Am 28.04.2017 wurde das Merkblatt zu den besten verfügbaren Techniken (BVT; engl. BAT – best available techniques; BREF – best available techniques reference document) für Großfeuerungsanlagen im Ausschuss nach Artikel 75 der Industrieemissionsrichtlinie unter Mitwirkung der Mitgliedstaaten beschlossen. Es trägt aus Sicht der Bundesregierung grundsätzlich zu einer Verminderung von Schadstoffemissionen aus Großfeuerungsanlagen und zur weiteren Harmonisierung der Umweltanforderungen in der Europäischen Union nach dem besten verfügbaren ‘Stand der Technik‘ bei.
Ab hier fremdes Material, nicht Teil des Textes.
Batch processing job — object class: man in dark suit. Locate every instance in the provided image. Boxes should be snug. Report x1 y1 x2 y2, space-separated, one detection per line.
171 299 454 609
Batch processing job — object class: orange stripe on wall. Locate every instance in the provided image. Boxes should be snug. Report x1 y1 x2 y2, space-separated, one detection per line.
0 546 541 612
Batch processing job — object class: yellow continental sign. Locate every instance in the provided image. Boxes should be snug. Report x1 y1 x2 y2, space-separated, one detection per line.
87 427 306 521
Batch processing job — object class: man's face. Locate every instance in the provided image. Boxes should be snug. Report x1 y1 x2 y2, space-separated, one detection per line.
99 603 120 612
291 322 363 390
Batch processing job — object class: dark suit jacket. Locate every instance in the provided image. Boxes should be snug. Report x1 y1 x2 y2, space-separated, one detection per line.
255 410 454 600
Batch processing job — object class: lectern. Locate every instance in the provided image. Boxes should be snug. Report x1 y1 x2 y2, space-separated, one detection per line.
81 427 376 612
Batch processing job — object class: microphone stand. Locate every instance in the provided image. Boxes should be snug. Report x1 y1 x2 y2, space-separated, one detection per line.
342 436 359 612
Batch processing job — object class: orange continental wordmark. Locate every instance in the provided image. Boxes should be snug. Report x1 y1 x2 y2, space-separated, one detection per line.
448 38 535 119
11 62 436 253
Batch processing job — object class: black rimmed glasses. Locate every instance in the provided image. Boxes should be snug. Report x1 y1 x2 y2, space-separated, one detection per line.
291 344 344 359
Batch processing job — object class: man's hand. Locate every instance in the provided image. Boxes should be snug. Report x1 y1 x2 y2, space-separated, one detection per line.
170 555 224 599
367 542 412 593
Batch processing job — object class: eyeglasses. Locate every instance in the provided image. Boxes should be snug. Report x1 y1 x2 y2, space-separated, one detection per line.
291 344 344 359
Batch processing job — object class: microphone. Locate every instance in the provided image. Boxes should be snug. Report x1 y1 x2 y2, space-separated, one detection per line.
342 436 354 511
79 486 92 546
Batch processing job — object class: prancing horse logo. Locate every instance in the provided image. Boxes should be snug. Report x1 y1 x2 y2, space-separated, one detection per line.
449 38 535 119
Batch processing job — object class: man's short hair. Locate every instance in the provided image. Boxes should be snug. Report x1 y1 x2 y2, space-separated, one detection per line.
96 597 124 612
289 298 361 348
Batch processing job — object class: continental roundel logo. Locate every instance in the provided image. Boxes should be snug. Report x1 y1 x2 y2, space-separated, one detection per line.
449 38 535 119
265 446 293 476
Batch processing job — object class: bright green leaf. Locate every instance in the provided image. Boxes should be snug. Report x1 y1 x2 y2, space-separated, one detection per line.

Die Bundesregierung hat die darin von der Mehrheit der Mitgliedstaaten beschlossenen Obergrenze von 175 mg/m³ abgelehnt. Die Bundesregierung hält diese Obergrenze für „nicht sachgerecht“. Bei der Beurteilung hat sich die Bundesregierung „auf die wissenschaftliche Einschätzung des Umweltbundesamtes gestützt“. bundestag.de

Die wissenschaftliche Einschätzung des Umweltbundesamtes, nachzulesen in ’Daten und Fakten zu Braun- und Steinkohlen‘ auf Seite 25:

Auszug von 1.4.5: „Die Feinstaub- und die Schwefeldioxidemissionen des Energiesektors werden nahezu vollständig von den Kohlekraftwerken verursacht (ein geringer Anteil von Biomassekraftwerken). Die NOx-Emissionen des Energiebereiches werden zu ca. 55 % von seinen Kohlekraftwerken verursacht.“

Auszug von 1.4.5.1: „Die Langzeitexposition gegenüber Feinstaub hat negative gesundheitliche Wirkungen, wie:

  • chronische Atemwegserkrankungen (chronische Bronchitis, Lungenkrebs),
  • kardio-vaskuläre Erkrankungen (Bluthochdruck, Herzinfarkte, Schlaganfälle) oder
  • akute Effekte (Brustenge, Husten, Asthma).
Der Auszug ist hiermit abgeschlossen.